When the third field is set to *, the UFT probe manager searches the function in all of the modules loaded into the process address space including the main executable and shared modules. This implies that if a program contains more than one C function with this name (for example, functions with static class that are contained in different object modules), then probes will be applied to the entry point of every one of these functions.

If a function name in a specific module needs to be probed, the module name needs to be specified in the third field. The probe specification syntax to provide the library module name is illustrated below:

# Function foo in any module
@@uft:<pid>:*:foo:entry 
# Function foo in any module in any archive named libc.a
@@uft:<pid>:libc.a:foo:entry 
# Function foo in the shr.o module in any archive named libc.a
@@uft:<pid>:libc.a(shr.o):foo:entry	  

The function name in the fourth tuple can be specified as an Extended Regular Expression (ERE). The ERE should be enclosed between "/ and /" like "/<ERE>/".

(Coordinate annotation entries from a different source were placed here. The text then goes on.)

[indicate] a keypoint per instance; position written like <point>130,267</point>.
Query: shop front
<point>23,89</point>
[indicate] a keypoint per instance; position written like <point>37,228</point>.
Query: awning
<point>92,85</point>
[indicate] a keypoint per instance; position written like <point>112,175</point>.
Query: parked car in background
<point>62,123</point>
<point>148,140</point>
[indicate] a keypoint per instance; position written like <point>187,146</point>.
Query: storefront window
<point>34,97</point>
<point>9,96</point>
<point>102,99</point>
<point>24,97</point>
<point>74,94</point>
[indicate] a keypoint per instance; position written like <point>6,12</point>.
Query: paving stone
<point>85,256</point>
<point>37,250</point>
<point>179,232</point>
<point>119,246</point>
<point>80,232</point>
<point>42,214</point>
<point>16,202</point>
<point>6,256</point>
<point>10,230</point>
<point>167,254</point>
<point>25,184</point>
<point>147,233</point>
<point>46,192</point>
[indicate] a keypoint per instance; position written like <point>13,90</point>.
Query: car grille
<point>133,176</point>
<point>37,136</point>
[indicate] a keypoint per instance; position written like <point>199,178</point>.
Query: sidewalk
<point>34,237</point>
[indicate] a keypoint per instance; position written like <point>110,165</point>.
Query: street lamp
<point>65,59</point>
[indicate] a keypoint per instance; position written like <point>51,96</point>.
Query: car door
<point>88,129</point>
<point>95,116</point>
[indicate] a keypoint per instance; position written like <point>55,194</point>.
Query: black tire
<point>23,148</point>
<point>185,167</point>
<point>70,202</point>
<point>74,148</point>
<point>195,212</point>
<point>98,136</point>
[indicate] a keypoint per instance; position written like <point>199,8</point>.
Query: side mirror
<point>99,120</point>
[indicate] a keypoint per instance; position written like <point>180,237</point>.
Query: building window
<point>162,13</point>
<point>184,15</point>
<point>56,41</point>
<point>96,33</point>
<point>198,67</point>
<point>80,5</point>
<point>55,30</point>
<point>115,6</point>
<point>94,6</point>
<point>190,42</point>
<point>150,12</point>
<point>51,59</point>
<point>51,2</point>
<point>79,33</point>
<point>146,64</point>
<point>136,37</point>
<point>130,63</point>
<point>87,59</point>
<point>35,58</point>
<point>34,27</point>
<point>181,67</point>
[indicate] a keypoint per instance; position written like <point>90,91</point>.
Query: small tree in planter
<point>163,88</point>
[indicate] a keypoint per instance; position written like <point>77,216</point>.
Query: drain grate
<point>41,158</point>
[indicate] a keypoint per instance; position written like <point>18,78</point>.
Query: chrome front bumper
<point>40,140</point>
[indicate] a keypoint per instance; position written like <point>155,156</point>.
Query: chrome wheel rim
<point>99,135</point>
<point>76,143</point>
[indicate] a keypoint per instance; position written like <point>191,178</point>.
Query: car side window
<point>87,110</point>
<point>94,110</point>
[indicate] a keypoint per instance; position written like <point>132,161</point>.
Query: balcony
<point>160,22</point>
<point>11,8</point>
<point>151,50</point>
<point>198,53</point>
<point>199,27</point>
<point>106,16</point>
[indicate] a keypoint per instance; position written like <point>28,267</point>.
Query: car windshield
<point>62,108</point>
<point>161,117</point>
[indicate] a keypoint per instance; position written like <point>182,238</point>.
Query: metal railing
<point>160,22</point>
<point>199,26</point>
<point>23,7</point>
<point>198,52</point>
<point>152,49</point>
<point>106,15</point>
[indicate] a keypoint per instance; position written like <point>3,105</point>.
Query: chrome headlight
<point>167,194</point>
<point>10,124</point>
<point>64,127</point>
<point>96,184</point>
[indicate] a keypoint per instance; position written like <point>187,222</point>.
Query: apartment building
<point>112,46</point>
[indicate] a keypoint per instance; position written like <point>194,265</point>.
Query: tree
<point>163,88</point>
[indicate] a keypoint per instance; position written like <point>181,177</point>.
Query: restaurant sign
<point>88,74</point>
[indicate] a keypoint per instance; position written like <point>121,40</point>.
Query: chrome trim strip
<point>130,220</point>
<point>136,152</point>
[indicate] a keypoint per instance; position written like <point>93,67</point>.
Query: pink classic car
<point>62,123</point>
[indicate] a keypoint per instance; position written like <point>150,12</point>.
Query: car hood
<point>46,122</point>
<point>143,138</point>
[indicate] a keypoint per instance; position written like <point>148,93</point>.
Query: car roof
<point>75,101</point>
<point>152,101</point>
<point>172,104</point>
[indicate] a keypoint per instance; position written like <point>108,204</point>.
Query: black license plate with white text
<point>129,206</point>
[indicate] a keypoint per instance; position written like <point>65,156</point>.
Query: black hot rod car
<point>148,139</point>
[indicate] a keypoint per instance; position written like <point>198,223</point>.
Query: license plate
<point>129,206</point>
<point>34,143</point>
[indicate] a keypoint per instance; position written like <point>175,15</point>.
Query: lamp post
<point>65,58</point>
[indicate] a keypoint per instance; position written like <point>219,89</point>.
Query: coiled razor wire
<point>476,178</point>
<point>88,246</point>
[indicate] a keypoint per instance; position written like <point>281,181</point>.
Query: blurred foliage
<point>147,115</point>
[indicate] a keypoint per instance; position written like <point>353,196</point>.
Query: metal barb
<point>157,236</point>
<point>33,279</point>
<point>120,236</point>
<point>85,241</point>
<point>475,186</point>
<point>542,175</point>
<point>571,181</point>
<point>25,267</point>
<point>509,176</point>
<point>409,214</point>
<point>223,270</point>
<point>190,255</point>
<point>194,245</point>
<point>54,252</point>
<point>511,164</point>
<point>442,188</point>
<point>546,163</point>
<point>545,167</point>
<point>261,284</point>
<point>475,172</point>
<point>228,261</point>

When the function name is specified as an ERE, all the functions matching the specified regular expression in the specified module is probed.
 /* Probe entry of all libc.a functions starting with “malloc” word */
@@uft:$__CPID:libc.a: “/^malloc.*/”:entry      
/* Probe exit of all functions in the executable a.out */
@@uft:$__CPID:a.out:”/.*/”:exit

In the entry probes, where a function name is specified as a regular expression, individual arguments cannot be accessed. However, probevue function print_args can be used to print the function name and its arguments. The argument values is printed based on the argument type information available in the traceback table of the function.

In the exit probes, where a function name is specified as a regular expression, return value cannot be accessed.

Probevue supports enabling probes in more than one process at the same time. However, you will need privileges even for probing processes that belong to you.

Probevue enforces a restriction that prevents processes with user-space probes from being debugged using the ptrace or procfs based APIs.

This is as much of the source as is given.